SUMMARY OF THE INVENTION 
Accordingly, it is an object of the present invention to provide a timer 
oscillation circuit, which overcome the problems encountered in the 
conventional timer oscillation circuit. 
It is another object of the present invention to provide an improved timer 
oscillation circuit capable of synchronizing an oscillation frequency, 
which is determined by a time constant of a resistance and a capacitance, 
to a clock signal. 
To achieve the above objects, there is provided a timer oscillation 
circuit, which includes a first voltage comparator, controlled by a clock 
signal, for charging a first voltage on a second capacitance and for 
outputting a result obtained by comparing the charged voltage on the 
second capacitance and a voltage from the first capacitance; and a second 
voltage comparator, controlled by the clock signal, for charging a voltage 
outputted from the first capacitance on a third capacitance and for 
outputting a result by comparing the charged voltage and an electric 
potential of the second voltage.

DETAILED DESCRIPTION OF THE INVENTION 
To begin with, because the construction of a divider 11, an SR latch 14, 
and an NMOS transistor NM1 utilized herein are the same as the 
constructions previously described in connection with the conventional 
art, further description thereof will be omitted. 
Referring to FIG. 5, a timer oscillation circuit according to the present 
invention includes the voltage comparators 17 and 18, of which the voltage 
comparator 17 includes a transmission gate T1 for transmitting a threshold 
voltage Th in accordance a clock signal CK and an inverted clock signal 
/CK applied to a positive control terminal and a negative control 
terminal, respectively, thereof a transmission gate T2 for transmitting 
the voltage Vr1 divided by the divider 11 in accordance with a clock 
signal CK and an inverted clock signal /CK applied to a negative control 
terminal and a positive control terminal, respectively, thereof a 
capacitance C2 which is discharged as the output signals of the 
transmission gates T1 and T2 are applied thereto, an invertor IN4 for 
inverting the voltage on the capacitance C2, a transmission gate T3 for 
transmitting the signal applied to the input terminal of the invertor 4 to 
the output terminal in accordance with a clock signal CK and an inverted 
clock signal /CK applied to a positive control terminal and a negative 
control terminal, respectively, and thereof an invertor IN5 for inverting 
the signals outputted from the commonly connected invertor IN4 and 
transmission gate T3. 
In addition, the voltage comparator 18 includes the same construction as 
the voltage comparator 17, except that a voltage Vr2 divided by the 
divider 11 is inputted to the input terminal of a transmission gate T4, 
and a trigger voltage Tr is inputted to the input terminal of a 
transmission gate T5. 
The operation of the timer oscillation circuit according to the present 
invention will now be explained. 
To begin with, when the reset signal RST of a low level is applied to the 
SR latch 14, the SR latch 14 outputs a signal of a low level, and the 
output signal Q of the timer oscillator 10 becomes a low level.

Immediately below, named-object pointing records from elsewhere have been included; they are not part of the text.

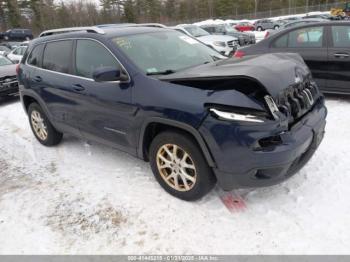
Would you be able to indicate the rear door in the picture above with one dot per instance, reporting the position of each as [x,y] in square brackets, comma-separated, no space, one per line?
[338,76]
[106,107]
[311,43]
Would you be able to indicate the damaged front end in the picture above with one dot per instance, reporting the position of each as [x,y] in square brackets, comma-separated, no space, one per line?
[266,117]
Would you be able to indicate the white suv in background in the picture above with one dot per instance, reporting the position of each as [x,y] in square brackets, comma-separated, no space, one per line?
[224,44]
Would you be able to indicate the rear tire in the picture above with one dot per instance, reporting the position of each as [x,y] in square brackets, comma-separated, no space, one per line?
[179,166]
[41,126]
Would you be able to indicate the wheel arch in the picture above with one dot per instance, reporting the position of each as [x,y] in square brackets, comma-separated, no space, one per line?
[29,96]
[154,126]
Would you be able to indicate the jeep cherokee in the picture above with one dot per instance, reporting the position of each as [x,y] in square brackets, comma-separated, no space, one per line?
[196,116]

Therefore, 
since the charging level of the capacitance C1 becomes a low level, the 
threshold voltage Th and the trigger voltage Tr which are respectively 
inputted to the comparators 17 and 18 become low level, respectively. The 
threshold voltage Th and the trigger voltage Tr are inputted to the 
transmission gates T1 and T5 of the voltage comparators 17 and 18, 
respectively, and the voltages Vr1 and Vr2 divided by the divider 11 are 
inputted to the transmission gates T2 and T4, respectively, and when the 
clock signal CK is a high level, the threshold voltage Th and the voltage 
Vr2 are charged into the capacitances C2 and C3, respectively. Therefore, 
the voltage comparators 17 and 18 output a low level signal and a high 
level signal, respectively. Since the signal S of a high level outputted 
from the voltage comparator 18 is applied to the NOR gate NR2 of SR latch 
14, the NOR gate NR2 outputs a signal of a low level. At this time, when 
the reset signal RST of a high level is applied, the reset signal is 
inverted into a low level signal by the invertor IN1 and is applied to the 
NOR gate NR1. Thereafter, as the NOR gate NR1 receives the output signal 
of a low level of the invertor IN1, the output signal of the voltage 
comparator 17, and the output signal of the NOR gate NR2, the NOR gate NR1 
outputs a signal of a high level. The above described signal of a high 
level is outputted through the invertors IN2 and IN3, and the SR latch 14 
outputs a signal Q of a high level. 
As described above, as the signal of a high level outputted from the SR 
latch 14 is charged into the capacitance C1 through the resistance R1, the 
charging level increases, and the threshold voltage Th increases relative 
to the voltage Vr1 divided by the divider 11 in accordance with the 
charging level of the capacitance C1. The voltage comparator 17 performs a 
comparison operation in accordance with externally applied clock signals 
CK and /CK, and at this time, when the clock signal CK is a low level, the 
transmission gate T1 is turned off, and the transmission gate T2 is turned 
on, and the voltage comparator 17 transmits the voltage Vr1 to the 
capacitance C2. Therefore, as the capacitance C2 is charged by the voltage 
Vr1, and as the transmission gate T3 is turned on, so that the invertor 
IN4 outputs an interim level signal which is between a high level and a 
low level. 
At this time, when the clock signal CK become a high level, the 
transmission gates T2 and T3 are turned off, respectively, and the 
threshold voltage Th which the transmission gate T1 transmits is applied 
to the capacitance C2. Here, when the level of the threshold voltage Th is 
higher than the voltage level of the capacitance C2 charged by the voltage 
Vr1, the charging level of the capacitance C2 increases, and the increased 
electric potential is inverted into a low level by the invertor IN4 and is 
inverted into a high level again by the invertor IN5. However, when the 
level of the threshold voltage Th is lower than the voltage level of the 
capacitance C2 charged by the voltage Vr1, the charging level of the 
capacitance C2 drops, and the dropped electric potential is inverted into 
a high level by the invertor IN4 and is inverted into a low level by the 
invertor IN5. 
However, since the level of the threshold voltage Th outputted from the 
point A is higher than that of the voltage Vr1, the voltage comparator 17 
outputs a signal R of a high level, and the NOR gate NR1 of the SR latch 
14 outputs a signal of a low level. Since the output signal of a low level 
of the NOR gate NR1 is inverted by the invertors IN2 and IN3, 
respectively, when the output signal Q of the SR latch 14 becomes a low 
level, the electric potential of the capacitance C1 is discharged by the 
resistance R1, and its charging level drops. 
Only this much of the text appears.